Crafting Interpreters in OCaml - Building a Lexer

May 16, 2019

*To follow along the source material, check out the Scanning chapter of Crafting Interpreters

For ease, I’ll recommend you clone down this starter repo. We’ll be building a scanner for a Lox implementation in OCaml, which we’ll call Olox. Let’s create a file called olox.ml. This is going to be our entry point for the application, similar to Lox.java in the source material.

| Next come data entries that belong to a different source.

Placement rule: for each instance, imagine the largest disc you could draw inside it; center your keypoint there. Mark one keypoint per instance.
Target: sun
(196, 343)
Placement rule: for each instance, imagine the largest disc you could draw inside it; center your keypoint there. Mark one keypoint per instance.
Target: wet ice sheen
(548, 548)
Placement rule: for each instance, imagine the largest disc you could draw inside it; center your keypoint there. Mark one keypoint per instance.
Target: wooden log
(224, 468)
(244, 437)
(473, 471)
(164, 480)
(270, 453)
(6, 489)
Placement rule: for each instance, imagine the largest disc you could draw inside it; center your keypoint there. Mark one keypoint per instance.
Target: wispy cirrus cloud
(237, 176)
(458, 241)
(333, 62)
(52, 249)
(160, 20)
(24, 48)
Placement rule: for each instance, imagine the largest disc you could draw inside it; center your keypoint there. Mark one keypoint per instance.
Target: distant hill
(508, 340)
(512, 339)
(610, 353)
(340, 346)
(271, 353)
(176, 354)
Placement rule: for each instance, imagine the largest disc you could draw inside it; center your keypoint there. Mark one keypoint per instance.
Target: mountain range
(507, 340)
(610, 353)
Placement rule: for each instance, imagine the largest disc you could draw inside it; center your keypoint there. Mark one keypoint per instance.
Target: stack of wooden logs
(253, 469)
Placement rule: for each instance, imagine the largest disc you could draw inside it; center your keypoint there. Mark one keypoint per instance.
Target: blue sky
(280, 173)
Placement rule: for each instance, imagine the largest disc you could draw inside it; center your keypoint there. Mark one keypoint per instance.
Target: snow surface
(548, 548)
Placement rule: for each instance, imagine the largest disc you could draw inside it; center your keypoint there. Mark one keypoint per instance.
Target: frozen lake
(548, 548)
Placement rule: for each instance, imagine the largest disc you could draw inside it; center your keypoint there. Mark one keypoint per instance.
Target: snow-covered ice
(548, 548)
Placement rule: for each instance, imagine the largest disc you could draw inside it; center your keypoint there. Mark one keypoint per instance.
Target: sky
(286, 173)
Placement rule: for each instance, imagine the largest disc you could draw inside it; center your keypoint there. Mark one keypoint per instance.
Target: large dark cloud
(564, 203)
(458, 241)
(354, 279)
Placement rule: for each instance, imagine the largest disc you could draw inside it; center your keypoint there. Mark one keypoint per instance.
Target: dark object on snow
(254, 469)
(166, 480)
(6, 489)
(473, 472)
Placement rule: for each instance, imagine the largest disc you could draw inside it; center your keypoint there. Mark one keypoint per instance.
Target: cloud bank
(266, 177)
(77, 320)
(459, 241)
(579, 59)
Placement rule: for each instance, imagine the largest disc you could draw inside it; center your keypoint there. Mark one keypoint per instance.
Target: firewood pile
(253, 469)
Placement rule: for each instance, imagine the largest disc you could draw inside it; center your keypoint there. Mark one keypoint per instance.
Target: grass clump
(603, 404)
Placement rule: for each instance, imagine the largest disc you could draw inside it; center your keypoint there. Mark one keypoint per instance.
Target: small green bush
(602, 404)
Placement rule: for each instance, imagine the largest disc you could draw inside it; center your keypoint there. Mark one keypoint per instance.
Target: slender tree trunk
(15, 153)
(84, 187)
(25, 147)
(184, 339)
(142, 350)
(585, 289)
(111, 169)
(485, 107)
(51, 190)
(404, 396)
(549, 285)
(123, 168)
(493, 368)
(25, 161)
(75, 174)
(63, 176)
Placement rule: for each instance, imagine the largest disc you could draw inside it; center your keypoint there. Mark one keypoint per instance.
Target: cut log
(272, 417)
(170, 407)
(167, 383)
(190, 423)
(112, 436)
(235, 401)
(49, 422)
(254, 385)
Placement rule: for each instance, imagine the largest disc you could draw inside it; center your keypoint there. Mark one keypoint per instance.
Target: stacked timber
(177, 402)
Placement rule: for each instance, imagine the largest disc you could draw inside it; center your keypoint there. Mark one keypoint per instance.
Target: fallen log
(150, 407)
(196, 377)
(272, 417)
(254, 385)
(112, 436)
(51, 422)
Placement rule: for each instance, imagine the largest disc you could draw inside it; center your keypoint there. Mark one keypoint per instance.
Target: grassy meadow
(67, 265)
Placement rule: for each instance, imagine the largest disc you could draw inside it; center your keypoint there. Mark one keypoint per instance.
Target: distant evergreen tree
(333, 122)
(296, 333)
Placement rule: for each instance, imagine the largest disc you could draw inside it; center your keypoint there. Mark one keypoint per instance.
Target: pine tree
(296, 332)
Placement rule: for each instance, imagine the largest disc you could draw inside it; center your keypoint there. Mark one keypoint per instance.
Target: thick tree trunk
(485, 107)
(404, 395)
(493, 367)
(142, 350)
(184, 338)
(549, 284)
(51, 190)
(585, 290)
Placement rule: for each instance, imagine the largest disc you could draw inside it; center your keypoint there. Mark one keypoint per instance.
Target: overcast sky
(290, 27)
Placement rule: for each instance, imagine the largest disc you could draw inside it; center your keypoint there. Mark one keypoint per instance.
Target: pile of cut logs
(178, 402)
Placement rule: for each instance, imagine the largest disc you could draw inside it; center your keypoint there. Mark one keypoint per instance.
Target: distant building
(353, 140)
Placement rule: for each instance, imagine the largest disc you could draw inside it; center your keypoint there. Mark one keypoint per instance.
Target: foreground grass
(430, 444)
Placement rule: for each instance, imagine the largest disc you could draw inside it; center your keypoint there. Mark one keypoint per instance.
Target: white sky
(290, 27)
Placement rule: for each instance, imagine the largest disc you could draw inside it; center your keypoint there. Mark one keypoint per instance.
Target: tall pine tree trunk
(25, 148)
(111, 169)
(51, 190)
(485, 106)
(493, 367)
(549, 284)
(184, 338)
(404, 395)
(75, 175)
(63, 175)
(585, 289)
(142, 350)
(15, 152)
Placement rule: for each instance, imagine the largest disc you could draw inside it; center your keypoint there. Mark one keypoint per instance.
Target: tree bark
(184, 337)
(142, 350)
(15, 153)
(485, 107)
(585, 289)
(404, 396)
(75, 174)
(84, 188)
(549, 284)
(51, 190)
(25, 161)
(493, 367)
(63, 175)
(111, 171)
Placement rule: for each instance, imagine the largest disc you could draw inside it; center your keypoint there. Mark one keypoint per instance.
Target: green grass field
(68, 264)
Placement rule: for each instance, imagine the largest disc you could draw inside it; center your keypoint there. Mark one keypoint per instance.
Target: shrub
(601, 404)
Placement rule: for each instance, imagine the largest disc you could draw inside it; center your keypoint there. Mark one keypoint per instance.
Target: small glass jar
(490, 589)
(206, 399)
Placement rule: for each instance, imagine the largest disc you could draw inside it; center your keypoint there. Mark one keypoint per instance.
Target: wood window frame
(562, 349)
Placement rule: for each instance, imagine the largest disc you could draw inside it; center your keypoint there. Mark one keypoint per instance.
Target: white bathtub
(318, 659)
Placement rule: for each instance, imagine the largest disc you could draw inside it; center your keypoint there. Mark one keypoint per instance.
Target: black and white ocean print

Bob’s Java code handles the following three cases:

If more than one argument is passed in, output a line telling the user the proper usage and exit.
If one argument is passed in, run a file with that name.
Else, just open a prompt.

Okay, let’s start by writing out the following code in our olox.ml

  let main = fun _ -> match Array.length Sys.argv with
    | 0 -> run_prompt ()
    | 1 -> run_file (Array.get Sys.argv 0)
    | _ -> print_endline "Usage: olox [script]"; exit 64;

We’re pattern matching on the length of the arguments vector passed in. Sys.argv takes an array of strings that we can use. If no arguments are passed in, we run a prompt. If one is passed in, we run a file with that first element. Else, we’ll print an error and exit. We can’t really run this code, since we have two undefined functions in run_prompt and run_file but we’re just following along.

So now need to define those two functions. Bob’s implementation defers run_file to a function called run by reading the bytes out of a file. run_prompt also just takes a line from input and calls run. So we now need to define those three functions.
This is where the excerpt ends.